Mead estava interessada na maneira pela qual um indivíduo recebe a cultura, através de quais mecanismos esta o “treina” e as implicações para a formação de aspectos dominantes de sua personalidade. Conviveu ainda com três grupos distintos na Nova Guiné (1935/1979), e suas observações expandiram a noção de influência cultural para a personalidade referente a cada sexo – também conectada à biologia no ocidente, constatando que nestas culturas as personalidades "aprovadas" socialmente para cada sexo eram muito diferentes da nossa visão habitual de feminino e masculino.
Entre os Arapesh e os Mundugumor, por exemplo, sequer existe contraste entre os sexos: na primeira etnia, tanto homens quanto mulheres apresentam personalidades dóceis e suscetíveis; enquanto na segunda, estas são violentas e agressivas. Já na terceira etnia, os Tchambuli, Mead percebeu uma inversão das atitudes sexuais relativamente à sua própria cultura, sendo a mulher o parceiro dirigente, dominador, e o homem, a pessoa menos responsável e emocionalmente mais dependente. A autora atribuiu tais variações às diferenças de condicionamento oferecidas por cada cultura, principalmente ativas durante a primeira infância, sugerindo que as diferenças de personalidade, padronizadas entre os sexos, constituem apenas criações culturais às quais cada geração é condicionada a se conformar. Quanto aos eventuais indivíduos desajustados em seu papel psicossocial, estes representariam, na verdade, a própria evidência de que existe mais de um conjunto de valores culturais possíveis.
Ainda sobre esta escola antropológica, denominada também de “Cultura e Personalidade”, conforme mencionado anteriormente, o autor Gilberto Freyre declarou ter alterado sua visão de cultura e raça – intimamente relacionadas nas teorias evolucionistas, após a leitura das obras de Franz Boas. Atualmente há sérias controvérsias sobre sua obra Casa Grande e Senzala (Benzaquen, 1994) e sobre a coerência de suas afirmações pessoais; contudo, Freyre menciona em sua obra que a partir de tais estudos aprendeu a fundamental diferença entre os conceitos de raça e cultura, reconsiderando o valor do negro e do mulato – desvalorizados pelo evolucionismo, além de recuperar as contribuições das culturas negras e indígenas, que se somaram àquelas dos portugueses para a formação de nossa nacionalidade. A “personalidade” de nossa cultura seria, assim, o resultado de uma mestiçagem sincrética, processo pelo qual propriedades singulares de cada povo não seriam dissolvidas em uma nova figura com perfil próprio. Esta mestiçagem seria – respeitando as idéias de Boas – também reproduzida nos mais diversos níveis de conduta do povo brasileiro, revelando inclusive uma série de ambiguidades e antagonismos.

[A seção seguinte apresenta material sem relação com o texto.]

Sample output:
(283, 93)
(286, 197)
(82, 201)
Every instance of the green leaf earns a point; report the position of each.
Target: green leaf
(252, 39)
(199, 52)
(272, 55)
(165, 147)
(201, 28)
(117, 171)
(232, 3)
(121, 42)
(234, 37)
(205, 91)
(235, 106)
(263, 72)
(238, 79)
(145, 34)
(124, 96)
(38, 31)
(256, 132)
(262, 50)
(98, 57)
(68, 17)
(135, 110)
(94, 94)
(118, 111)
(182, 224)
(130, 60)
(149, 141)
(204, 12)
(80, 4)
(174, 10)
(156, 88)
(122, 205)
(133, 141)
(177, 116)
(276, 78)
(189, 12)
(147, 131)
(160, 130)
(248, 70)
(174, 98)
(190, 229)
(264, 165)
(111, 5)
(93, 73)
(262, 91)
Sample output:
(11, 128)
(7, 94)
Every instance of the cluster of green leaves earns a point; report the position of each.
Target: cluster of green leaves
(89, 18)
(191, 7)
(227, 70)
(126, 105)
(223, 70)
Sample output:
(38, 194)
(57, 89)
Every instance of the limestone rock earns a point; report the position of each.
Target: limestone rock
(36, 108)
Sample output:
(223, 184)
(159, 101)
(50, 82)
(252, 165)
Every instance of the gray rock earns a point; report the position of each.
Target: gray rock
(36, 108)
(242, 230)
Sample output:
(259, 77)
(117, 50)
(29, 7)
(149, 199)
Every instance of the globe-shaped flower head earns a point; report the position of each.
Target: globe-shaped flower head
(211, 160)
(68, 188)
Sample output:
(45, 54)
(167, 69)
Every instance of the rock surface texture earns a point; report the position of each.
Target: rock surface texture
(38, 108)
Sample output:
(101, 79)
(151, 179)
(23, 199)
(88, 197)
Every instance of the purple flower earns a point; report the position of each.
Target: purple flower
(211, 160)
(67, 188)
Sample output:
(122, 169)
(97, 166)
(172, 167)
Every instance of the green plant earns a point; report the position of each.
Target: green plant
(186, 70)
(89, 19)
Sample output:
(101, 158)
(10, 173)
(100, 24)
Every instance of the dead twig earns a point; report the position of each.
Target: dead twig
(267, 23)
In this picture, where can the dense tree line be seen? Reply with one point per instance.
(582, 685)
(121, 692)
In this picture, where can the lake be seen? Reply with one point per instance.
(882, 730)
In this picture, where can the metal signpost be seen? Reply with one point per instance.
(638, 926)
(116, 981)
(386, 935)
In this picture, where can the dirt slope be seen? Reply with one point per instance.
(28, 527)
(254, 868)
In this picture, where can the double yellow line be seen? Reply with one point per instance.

(Antropologia II, 2014, FFLCH - USP)



Referências

ARAÚJO, Ricardo Benzaquen. Guerra e Paz: Casa Grande & Senzala e a obra de Gilberto Freyre nos anos 30. São Paulo: Editora 34, 1994.

BENEDICT, Ruth. O Crisântemo e a Espada: padrões da cultura japonesa. São Paulo: Perspectiva, 1972 [1946].

BENEDICT, Ruth. Padrões de Cultura. Lisboa: Ed. Livros do Brasil [1934].

BOAS, Franz. In: Franz Boas: Antropologia Cultural. Org. Celso Castro. Rio de Janeiro: Jorge Zahar, 2004.

FREYRE, Gilberto. Casa Grande & Senzala: formação da família brasileira sob o regime da economia patriarcal. 48ª Edição. São Paulo: Global, 2003 [1933].

MEAD, Margaret. Sexo e Temperamento em três sociedades primitivas. São Paulo: Perspectiva, 1979 [1935].